All leukotrienes involved in the 5-lipoxygenase pathway are synthesized from the fatty acid arachidonic acid^[14]; this acid is converted into the intermediate 5-hydroperoxyeicosatetraenioc acid (5-HPETE) by 5-lipoxygenase, and then 5-lipoxygenase quickly converts this into leukotriene A₄ (LTA₄) ^[15]. LTA₄ is a very unstable leukotriene and quickly follows one of two pathways: either its epoxide hydrolase catalyzes the conversion of LTA₄ into LTB₄, or LTC₄ synthase converts it into LTC₄ ^[15]. Each of these leukotrienes precedes their own pathway with LTC₄ continuing the cascade to produce subsequent leukotrienes D₄ and E₄.
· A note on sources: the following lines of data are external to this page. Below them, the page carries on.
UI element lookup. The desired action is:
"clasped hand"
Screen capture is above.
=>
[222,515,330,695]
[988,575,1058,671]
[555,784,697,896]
Once synthesized in the cytosol of cells within lung tissue, LTC₄ is carried by a transmembrane transporter to the extracellular space where it initiates the production of LTD₄ and LTE₄; leukotrienes C₄ and D₄ have equal ability to stimulate smooth muscle constriction in the airway, while E₄ is not as strong of a muscle constrictor ^[14]. Each of these leukotrienes can bind to a CysLT receptor producing symptoms associated with asthma and also leading to increased edema formation, mucus secretion, and a decrease in mucus clearance ^[15]. Montelukast acts as an antagonist by blocking the leukotrienes from binding at the CysLT receptor therefore, preventing the previously discussed symptoms from occurring; it is easy to think of Montelukast as a key that fits into a lock, but does not turn it.

LTB₄ Pathway

Less information is known about the specifics of how Montelukast may affect the LTB₄ pathway; once LTB₄ is synthesized from arachidonic acid it is also carried to the extracellular space by a transmembrane transporter; once in the extracellular space it binds to the B leukotriene receptor, known as BLT ^[14].This leukotriene is a strong neutrophil-chemo-attracting compound that can cause neutrophilic adhesion, mucus generation, and can aid in increasing inflammation seen during asthma ^[15]. It is hypothesized that Montelukast may inhibit 5-lipooxygenase in neutrophils, monocytes, and macrophages possibly preventing the production of LTB₄ ^[16].This mechanism for Montelukast would also be distinct from the mechanism used in the cascade involving leukotriene’s C₄, D₄, and E₄. It is also thought that the amount of Montelukast needed to prevent production of LTB₄ would need to be greater than that needed to prevent the CysLT cascade ^[16].